Data science /

A deep dive into multilingual NLP models

February 23 2020/12 min read

Deep learning has revolutionized NLP (natural language processing) with powerful models such as BERT (Bidirectional Encoder Representations from Transformers; Devlin et al., 2018) that are pre-trained on huge, unlabeled text corpora. Using transfer learning, we can now achieve good performance even when labeled data is scarce. However, most of the work to date has been focused on English, as we discuss in this blog, leaving low- and medium-resource languages such as Swedish behind. Industry and researchers are now trying to catch up, training Transformer-based models in German, Dutch, and Swedish, just to name a few. 

Is this the right way to go?

An alternative approach is to train a multilingual model, that is, a single model that can handle multiple languages simultaneously. This would circumvent having to train a monolingual model for every single language, and recent results suggest that multilingual models can even achieve better performance than monolingual models, especially for low-resource languages. In particular, XLM-R (Conneau et al., 2019), a 100-language model introduced by Facebook AI researchers in November 2019, achieves state-of-the-art results in cross-lingual transfer and is competitive with English BERT on an English benchmark. In this blog post, we introduce XLM-R along with two models leading up to XLM-R: Multilingual BERT (Devlin et al., 2018) and XLM (Lample and Conneau, 2019).

First, we describe XNLI (Conneau et al., 2018), a commonly used dataset for evaluating cross-lingual transfer learning. The models are then explained and we present the results of evaluating them on XNLI. Next, we present our findings on the representations constructed by XLM-R – are they truly cross-lingual? Finally, we provide some conclusions and discuss what the future of NLP may look like given the potential of multilingual models.

Evaluating cross-lingual transfer with XNLI

We need a way to evaluate our model’s capacity to learn multiple languages and generalize across languages. The Cross-lingual Natural Language Inference (XNLI) dataset has become a standard dataset for this purpose and is used for evaluation of all the models we discuss. It considers the case when we have plenty of English training data, but very little for other languages. More precisely, the dataset contains test data in 14 languages, but only English training data.

XNLI is based on MultiNLI and uses the English MultiNLI training set with 433 thousand examples. For evaluation, 7,500 examples are human-translated into 14 languages, yielding 105 thousand test examples in total. It is a natural language inference (NLI) task: given a premise and a hypothesis, does the premise entail or contradict the hypothesis, or is it neutral? For example, the premise and hypothesis may be “The trophy didn’t fit in the suitcase because it was too big” and “The suitcase was too big,” respectively.

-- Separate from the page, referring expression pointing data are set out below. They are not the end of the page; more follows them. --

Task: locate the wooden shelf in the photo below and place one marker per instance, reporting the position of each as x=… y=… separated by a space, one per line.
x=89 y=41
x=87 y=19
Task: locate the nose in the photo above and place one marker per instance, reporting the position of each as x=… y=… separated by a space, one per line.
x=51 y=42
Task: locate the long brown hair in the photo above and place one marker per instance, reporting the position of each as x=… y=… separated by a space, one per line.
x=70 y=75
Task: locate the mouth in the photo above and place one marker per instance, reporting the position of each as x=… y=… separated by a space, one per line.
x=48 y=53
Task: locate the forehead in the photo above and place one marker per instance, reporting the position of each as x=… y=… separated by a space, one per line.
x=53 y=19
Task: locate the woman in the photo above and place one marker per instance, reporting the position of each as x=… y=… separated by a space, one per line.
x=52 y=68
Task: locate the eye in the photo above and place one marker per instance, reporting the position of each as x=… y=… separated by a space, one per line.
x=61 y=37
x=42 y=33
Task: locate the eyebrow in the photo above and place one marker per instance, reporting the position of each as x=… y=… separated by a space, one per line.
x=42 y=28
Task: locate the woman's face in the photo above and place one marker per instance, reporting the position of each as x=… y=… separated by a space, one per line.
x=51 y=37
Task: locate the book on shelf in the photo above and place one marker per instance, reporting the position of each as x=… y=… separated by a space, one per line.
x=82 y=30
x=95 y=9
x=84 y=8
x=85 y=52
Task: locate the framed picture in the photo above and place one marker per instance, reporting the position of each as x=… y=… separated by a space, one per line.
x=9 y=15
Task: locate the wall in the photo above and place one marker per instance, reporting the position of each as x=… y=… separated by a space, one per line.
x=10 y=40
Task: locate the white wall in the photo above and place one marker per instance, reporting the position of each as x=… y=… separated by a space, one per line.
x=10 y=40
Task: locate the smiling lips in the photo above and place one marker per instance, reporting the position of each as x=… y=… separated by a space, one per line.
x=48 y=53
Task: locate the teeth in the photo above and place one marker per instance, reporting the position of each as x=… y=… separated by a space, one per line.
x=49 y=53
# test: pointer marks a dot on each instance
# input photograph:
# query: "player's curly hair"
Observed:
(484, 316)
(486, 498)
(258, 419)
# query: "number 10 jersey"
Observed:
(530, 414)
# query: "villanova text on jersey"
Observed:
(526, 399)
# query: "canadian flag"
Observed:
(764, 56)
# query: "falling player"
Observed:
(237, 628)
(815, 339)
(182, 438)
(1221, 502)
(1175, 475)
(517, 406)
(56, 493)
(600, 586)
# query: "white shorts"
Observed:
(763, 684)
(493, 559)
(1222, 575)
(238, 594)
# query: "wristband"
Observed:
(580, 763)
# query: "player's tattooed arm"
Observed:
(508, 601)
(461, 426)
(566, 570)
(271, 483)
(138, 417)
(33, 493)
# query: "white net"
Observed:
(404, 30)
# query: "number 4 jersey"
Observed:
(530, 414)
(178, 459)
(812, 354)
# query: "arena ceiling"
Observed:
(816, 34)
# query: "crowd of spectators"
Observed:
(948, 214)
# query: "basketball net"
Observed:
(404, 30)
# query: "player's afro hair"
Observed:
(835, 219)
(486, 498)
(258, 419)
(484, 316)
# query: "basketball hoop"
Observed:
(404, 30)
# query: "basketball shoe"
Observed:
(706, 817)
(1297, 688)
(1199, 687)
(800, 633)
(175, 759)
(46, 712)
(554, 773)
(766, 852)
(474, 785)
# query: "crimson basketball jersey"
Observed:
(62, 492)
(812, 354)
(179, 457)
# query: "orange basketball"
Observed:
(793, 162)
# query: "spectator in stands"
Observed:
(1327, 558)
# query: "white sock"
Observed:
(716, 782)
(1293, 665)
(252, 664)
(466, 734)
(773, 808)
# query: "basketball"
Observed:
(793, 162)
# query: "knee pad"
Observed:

XNLI is commonly used in four different ways:

  • Cross-lingual transfer: Fine-tune multilingual model on English training set and evaluate on each language’s test set. This is, in some sense, the ultimate test of a model that truly understands multiple languages. 
  • Translate-test: Fine-tune English model on an English training set and evaluate on the machine-translated test set. This imitates the scenario where you just machine-translate your data, use an English model, and hope for the best.
  • Translate-train: Machine-translate the English training set to another language and fine-tune a multilingual model on that. In this case, the test set remains in the original language.
  • Translate-train-all: In this scenario, we machine-translate the training set to all languages and fine-tune a multilingual model on that. 

Multilingual models: mBERT, XLM and XLM-R

Let’s now look at some of the most prominent multilingual models today. We begin by introducing the models and follow up with results from evaluating them on XNLI.


Multilingual BERT (mBERT) was released along with BERT, supporting 104 languages. The approach is very simple: it is essentially just BERT trained on text from many languages. In particular, it was trained on Wikipedia content with a shared vocabulary across all languages. To combat the content imbalance of Wikipedia, for example, English Wikipedia has ~120x more articles than Icelandic Wikipedia, small languages were oversampled and large languages undersampled.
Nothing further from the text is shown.